The "confessional bibliology" side then uses this as a weapon against anyone who doesn't side with the TR, because after all, they are using a text which wasn't in use by the church, which the Framers didn't have.

Yet by using Scrivener, they too are using a text which wasn't in use by the church until the late 1800s, and which the Framers didn't have (because it wasn't published until the late 1800s)! Keep in mind that Scrivener also noted readings which were found in no Greek text, but which exactly matched the Latin. Is that acceptable to the "confessional bibliology" side which claims to have the pure Greek?
1. If the defense is that it was in the KJV, well, that isn't what the Confession means when it talks about the purity of the Hebrew and Greek.
2. If the defense is that the differences are minor, well, why does the quantity matter when one takes the position on principle rather than statistics? What is the limit of acceptable differences? 200? 300? 1000? Whatever was done in the past is fine but 0 allowed today?
3. If the position is that those readings were available in some text, somewhere, then why isn't that allowed anymore?
4. One has to accept that the KJV translators were doing textual criticism, and therefore that the Scrivener edition is a textual critical edition. The evidence is that the KJV translators used printed copies as a base text (which the whole committee could conveniently use and which was uniform), but incorporated readings from whatever sources they judged reliable, or even from the Latin. Why is this acceptable then, but denied to any translator today?
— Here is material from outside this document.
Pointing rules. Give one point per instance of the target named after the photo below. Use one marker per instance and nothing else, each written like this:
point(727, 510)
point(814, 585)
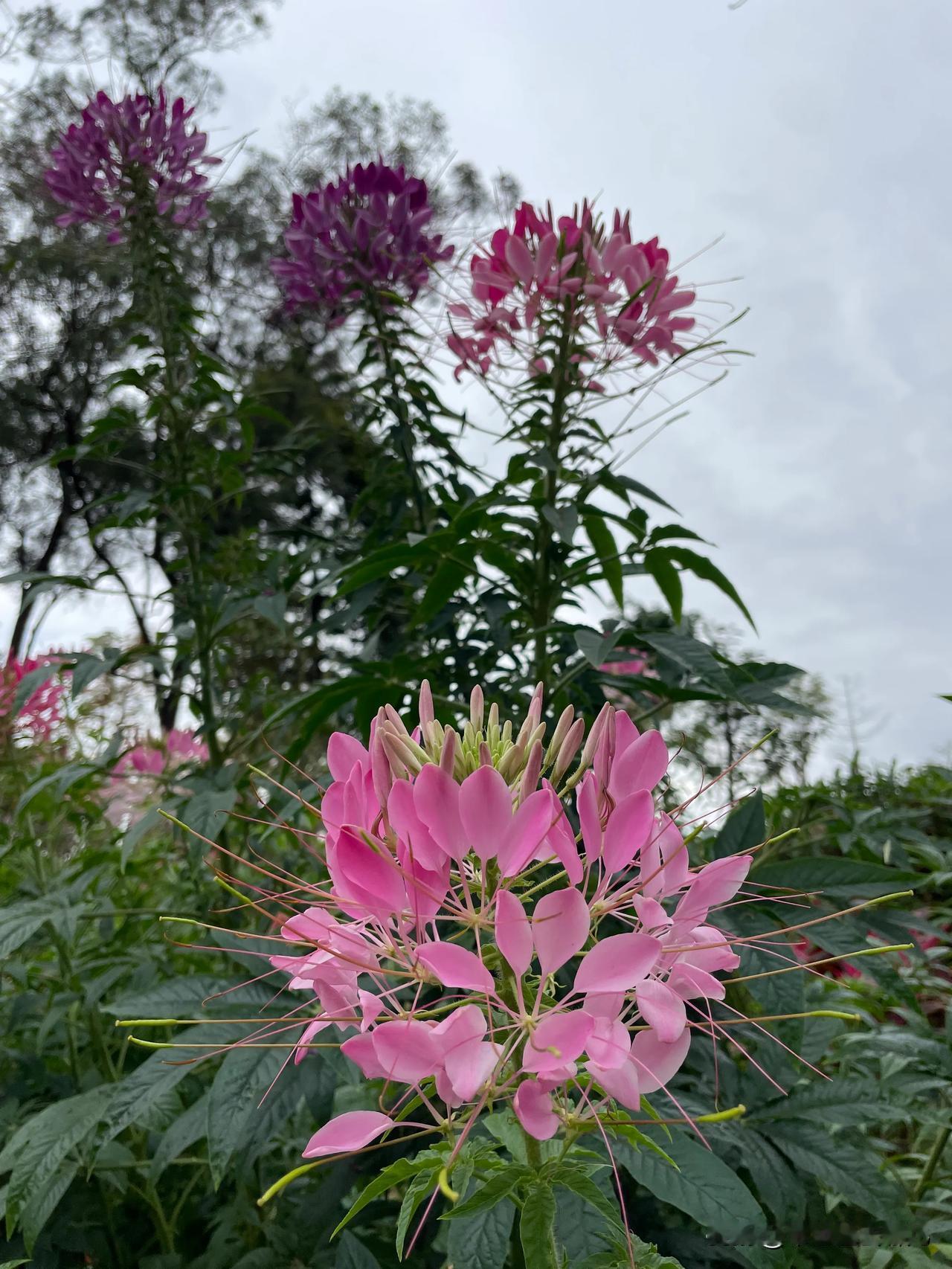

This especially applies to those who argue for jot and tittle in the TR. Did the church only have access to these texts in the KJV? I've seen some say that it's okay to have differences, but they only acknowledge differences in the various printed editions of "the TR". Why that restriction? Since no two printed editions match completely, which one has all the jots and tittles?

And keep in mind that there are 190 differences from _Beza's 1598_, and others from each of the other "TR" editions. Is the 1598 the standard that we count differences from? Is the body of printed Greek texts before the 1700s the standard, somehow, of which Scrivener's is the best compilation? Why is it the best compilation? Because that's what the KJV translators appear to have decided on? So then is the KJV the standard of the Greek text (some have said yes!!)? 

This is why when the confessional bibliology side says "you shouldn't use those Greek texts, they weren't what was available to the Framers of the WCF who believed they had every jot and tittle", yet then turns around and uses Scrivener's text, it seems weird. Because the Framers didn't have Scrivener's text, however minor the differences, and they certainly weren't pointing at their copies of the KJV as the standard. 

And that's why Scrivener's text is brought up. It strikes many as a weird inconsistency to say on the one hand that we have to stick with texts that the Framers had, with some even claiming that they had every jot and tittle, and on the other to use an edition which does not match what they had, and was artificially constructed for the first time in the late 1800s. Like I said, if one is going to use "the TR" then Scrivener's is about as good as any. It just seems weird when that particular edition is defended...

Reactions: Like 1 | Informative 1


----------



## alexandermsmith (Sep 13, 2022)

Jie-Huli said:


> I do not mean to start a debate about any of this (which is not the purpose of this thread), but merely to provide a fuller picture of TBS's position (not that I speak on its behalf, but just as a supporter). The TR position is based on multiple grounds, and there are a lot of resources out there for people to weigh the arguments.



Thank you for your very informative post. And indeed whilst this is not the purpose of this thread some people can't help themselves and must criticise and seek to undermine the KJV whenever the opportunity arises (and create such opportunities when they do not). Yet I am told there is not a constant criticism of the KJV on this forum...

Reactions: Like 1


----------



## alexandermsmith (Sep 13, 2022)

Logan said:


> Right, I don't want to start a debate on this either...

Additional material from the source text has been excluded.